Does it? If I see a character coloured with blue hair on the chapter-cover art - which is reasonably the first piece of art I see when I start reading a chapter - I am going to go into the chapter with that piece of information already slotted into my head. The immersion won't be broken. And if she shows up partway through a chapter, and is only appearing coloured on the cover of the next chapter, I will just re-adjust my perception of the character and move on; I'm going to go out on a limb and say that most of your readers will do the same.
Also, no matter what you do, you won't ever be able to fully control the readers' expectations and reactions. Even choosing colour won't fully fix this. Like it or not, creating the story is really only half the work; your audience does the rest. You can do your best to present the story in such a way that they will most likely react in a certain way - but storytelling has always been at least partly a participatory medium. You can't fully control what happens inside the heads of your readers - nor, do I think, should you want to - because a lot of why people enjoy stories are because of what they read between the lines. And what they read between the lines depends as much on them and their personal experiences as it does on you as creators.

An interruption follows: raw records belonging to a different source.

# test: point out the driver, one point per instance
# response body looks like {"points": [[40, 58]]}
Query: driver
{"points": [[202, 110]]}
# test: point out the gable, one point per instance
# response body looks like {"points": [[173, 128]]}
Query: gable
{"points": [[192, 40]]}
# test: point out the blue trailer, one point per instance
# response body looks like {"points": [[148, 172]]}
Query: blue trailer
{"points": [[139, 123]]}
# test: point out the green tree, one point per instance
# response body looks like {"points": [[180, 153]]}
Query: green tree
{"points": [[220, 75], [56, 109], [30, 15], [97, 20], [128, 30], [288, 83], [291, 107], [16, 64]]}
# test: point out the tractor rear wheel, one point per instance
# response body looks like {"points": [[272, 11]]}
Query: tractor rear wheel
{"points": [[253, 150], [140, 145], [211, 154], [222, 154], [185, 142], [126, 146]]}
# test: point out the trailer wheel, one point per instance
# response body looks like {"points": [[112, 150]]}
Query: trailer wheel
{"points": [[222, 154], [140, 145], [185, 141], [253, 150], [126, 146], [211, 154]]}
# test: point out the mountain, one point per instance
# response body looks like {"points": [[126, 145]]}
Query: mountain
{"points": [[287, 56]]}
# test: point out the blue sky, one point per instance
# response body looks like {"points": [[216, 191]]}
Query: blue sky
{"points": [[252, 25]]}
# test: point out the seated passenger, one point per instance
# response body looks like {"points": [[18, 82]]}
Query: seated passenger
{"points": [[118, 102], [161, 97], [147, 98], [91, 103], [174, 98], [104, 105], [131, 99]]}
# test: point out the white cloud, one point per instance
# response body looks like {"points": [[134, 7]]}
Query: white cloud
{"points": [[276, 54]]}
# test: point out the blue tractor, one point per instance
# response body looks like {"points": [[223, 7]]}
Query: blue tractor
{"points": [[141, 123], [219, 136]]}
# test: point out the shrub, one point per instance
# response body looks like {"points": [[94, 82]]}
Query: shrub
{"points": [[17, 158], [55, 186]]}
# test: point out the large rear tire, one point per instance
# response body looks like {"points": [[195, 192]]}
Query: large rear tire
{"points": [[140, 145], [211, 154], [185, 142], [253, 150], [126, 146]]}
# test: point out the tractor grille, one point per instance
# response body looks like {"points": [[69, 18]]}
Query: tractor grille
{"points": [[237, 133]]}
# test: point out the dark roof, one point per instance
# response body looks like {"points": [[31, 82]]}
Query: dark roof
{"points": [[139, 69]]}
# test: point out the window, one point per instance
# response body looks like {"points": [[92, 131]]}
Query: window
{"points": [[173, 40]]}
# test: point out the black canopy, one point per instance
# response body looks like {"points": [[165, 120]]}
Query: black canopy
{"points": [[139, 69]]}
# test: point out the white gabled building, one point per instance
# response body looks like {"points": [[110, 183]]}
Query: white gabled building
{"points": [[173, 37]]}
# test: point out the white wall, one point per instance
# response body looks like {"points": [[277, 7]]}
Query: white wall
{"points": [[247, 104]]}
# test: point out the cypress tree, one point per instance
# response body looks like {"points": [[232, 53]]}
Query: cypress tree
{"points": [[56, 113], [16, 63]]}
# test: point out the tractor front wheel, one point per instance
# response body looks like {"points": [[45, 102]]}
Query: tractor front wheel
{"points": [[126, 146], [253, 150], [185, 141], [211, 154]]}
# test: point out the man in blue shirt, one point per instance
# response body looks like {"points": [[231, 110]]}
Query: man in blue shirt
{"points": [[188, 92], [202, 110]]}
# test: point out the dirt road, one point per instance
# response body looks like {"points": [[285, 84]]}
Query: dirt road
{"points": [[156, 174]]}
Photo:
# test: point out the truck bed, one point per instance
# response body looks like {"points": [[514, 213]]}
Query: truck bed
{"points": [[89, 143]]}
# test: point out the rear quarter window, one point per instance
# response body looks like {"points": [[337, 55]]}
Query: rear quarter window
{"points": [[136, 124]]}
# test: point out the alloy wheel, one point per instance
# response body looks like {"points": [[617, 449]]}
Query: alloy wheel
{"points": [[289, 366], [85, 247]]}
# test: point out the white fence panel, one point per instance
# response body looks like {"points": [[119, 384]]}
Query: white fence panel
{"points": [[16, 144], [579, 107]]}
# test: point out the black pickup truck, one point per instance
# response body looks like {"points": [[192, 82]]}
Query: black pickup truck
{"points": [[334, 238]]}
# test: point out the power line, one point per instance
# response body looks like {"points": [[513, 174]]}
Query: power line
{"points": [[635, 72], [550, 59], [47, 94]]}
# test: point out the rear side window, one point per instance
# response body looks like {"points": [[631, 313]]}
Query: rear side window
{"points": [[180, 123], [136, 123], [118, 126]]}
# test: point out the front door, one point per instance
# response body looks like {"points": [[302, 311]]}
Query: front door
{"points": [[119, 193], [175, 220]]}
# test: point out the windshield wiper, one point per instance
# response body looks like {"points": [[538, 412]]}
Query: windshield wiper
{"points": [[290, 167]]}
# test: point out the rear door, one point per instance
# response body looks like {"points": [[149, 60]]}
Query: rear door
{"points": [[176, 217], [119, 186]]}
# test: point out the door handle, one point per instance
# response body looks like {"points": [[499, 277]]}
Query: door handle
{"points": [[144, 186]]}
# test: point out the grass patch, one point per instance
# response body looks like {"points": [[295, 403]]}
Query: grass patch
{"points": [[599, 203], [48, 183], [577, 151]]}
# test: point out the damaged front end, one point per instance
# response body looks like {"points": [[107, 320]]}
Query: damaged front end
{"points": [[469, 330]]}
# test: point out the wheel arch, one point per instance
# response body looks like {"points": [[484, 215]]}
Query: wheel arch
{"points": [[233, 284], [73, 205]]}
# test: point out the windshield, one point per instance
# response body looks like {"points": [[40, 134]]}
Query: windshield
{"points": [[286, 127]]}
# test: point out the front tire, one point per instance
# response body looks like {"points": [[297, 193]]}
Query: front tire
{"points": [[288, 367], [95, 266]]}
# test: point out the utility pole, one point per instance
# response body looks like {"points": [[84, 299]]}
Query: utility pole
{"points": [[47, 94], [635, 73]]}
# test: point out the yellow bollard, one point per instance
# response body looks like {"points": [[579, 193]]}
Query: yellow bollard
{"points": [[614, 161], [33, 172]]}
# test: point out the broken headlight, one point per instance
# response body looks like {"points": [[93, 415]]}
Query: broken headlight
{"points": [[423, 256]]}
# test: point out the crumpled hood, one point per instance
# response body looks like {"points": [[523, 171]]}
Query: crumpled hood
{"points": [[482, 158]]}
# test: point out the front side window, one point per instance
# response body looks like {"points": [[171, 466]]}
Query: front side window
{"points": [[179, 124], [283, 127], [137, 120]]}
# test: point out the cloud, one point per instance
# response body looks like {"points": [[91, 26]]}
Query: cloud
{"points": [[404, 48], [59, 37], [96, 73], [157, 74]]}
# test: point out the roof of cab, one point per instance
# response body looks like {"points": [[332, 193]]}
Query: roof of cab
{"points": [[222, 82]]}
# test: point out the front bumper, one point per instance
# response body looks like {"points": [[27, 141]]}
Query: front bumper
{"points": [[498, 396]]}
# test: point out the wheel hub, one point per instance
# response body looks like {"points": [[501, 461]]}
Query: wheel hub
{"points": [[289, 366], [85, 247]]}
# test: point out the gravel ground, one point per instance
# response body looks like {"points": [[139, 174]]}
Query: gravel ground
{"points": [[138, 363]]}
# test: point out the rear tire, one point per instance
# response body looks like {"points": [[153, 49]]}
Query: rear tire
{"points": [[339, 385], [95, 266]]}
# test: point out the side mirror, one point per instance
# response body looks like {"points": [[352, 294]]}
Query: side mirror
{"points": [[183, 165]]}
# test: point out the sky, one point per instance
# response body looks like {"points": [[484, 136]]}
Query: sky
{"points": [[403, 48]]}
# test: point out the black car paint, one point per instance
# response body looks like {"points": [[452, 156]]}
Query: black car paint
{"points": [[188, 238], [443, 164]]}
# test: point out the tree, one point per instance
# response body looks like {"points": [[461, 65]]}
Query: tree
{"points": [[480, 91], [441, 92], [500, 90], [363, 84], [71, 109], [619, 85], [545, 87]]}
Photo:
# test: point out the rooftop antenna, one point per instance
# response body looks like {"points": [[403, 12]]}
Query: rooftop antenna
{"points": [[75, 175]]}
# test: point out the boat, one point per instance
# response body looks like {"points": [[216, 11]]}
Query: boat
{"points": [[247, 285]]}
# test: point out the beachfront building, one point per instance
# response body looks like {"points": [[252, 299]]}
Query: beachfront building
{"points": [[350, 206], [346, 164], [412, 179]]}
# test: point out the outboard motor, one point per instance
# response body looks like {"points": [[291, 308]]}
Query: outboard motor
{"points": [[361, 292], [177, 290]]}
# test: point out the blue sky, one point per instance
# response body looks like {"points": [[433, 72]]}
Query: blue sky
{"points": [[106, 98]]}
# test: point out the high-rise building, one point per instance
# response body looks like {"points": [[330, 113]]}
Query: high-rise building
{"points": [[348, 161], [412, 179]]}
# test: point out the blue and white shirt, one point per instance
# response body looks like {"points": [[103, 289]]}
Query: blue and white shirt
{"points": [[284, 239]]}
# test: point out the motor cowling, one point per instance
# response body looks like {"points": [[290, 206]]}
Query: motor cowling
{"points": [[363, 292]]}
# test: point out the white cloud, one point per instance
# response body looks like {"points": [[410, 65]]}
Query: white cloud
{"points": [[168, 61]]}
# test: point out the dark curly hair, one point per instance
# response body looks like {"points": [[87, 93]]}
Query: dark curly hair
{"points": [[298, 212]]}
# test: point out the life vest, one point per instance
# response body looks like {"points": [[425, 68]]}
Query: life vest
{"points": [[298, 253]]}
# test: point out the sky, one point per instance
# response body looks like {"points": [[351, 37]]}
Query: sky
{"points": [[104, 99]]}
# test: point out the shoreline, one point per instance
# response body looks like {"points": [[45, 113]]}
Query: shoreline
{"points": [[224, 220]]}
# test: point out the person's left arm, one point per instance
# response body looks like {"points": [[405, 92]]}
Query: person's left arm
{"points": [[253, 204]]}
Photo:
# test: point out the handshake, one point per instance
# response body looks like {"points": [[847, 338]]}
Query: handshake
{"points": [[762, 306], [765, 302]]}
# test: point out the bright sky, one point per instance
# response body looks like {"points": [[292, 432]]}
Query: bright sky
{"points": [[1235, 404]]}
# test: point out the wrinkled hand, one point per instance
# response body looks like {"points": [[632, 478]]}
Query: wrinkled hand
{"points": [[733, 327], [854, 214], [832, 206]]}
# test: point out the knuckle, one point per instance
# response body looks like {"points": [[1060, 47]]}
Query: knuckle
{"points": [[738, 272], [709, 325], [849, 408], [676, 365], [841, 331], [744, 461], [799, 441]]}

Yes, colour is a powerful tool - but so is black and white. It depends on how you work with it. And if you really hate painting, then you shouldn't be forced to paint. You can be just as expressive in black and white as you can be in colour, just in a different way.
As for @Terraset's point 1.) - I'm doing a long series. Grassblades will hopefully clock in at under 1000 pages. And I'm doing it in full colour. Most of the longer-format webcomics I read are in colour - Blindsprings, Evan Dahm's Vattu, , Zack Morrison's ParaNatural, Wilde Life, Monsterkind, No Need for Bushido, Cucumber Quest etc., etc. Doing a comic in full colour will not make you stand out any more, or any less, than lots of other comics.
And yes, full colour is a lot more work. If your artist feels uncomfortable working in colour, it's even more hard work than it is for someone who is comfortable - and the project you're talking about supposedly runs to about 500 pages. We're talking years of time to complete that - do you really want to put your artist through doing something they claim to hate for that long?
If you absolutely, seriously have to have colour, I suggest finding a second artist to colour your comics - this will lighten the workload on @spudfuzz, and will likely result in the comic being produced faster, without anyone having to do something they despise doing.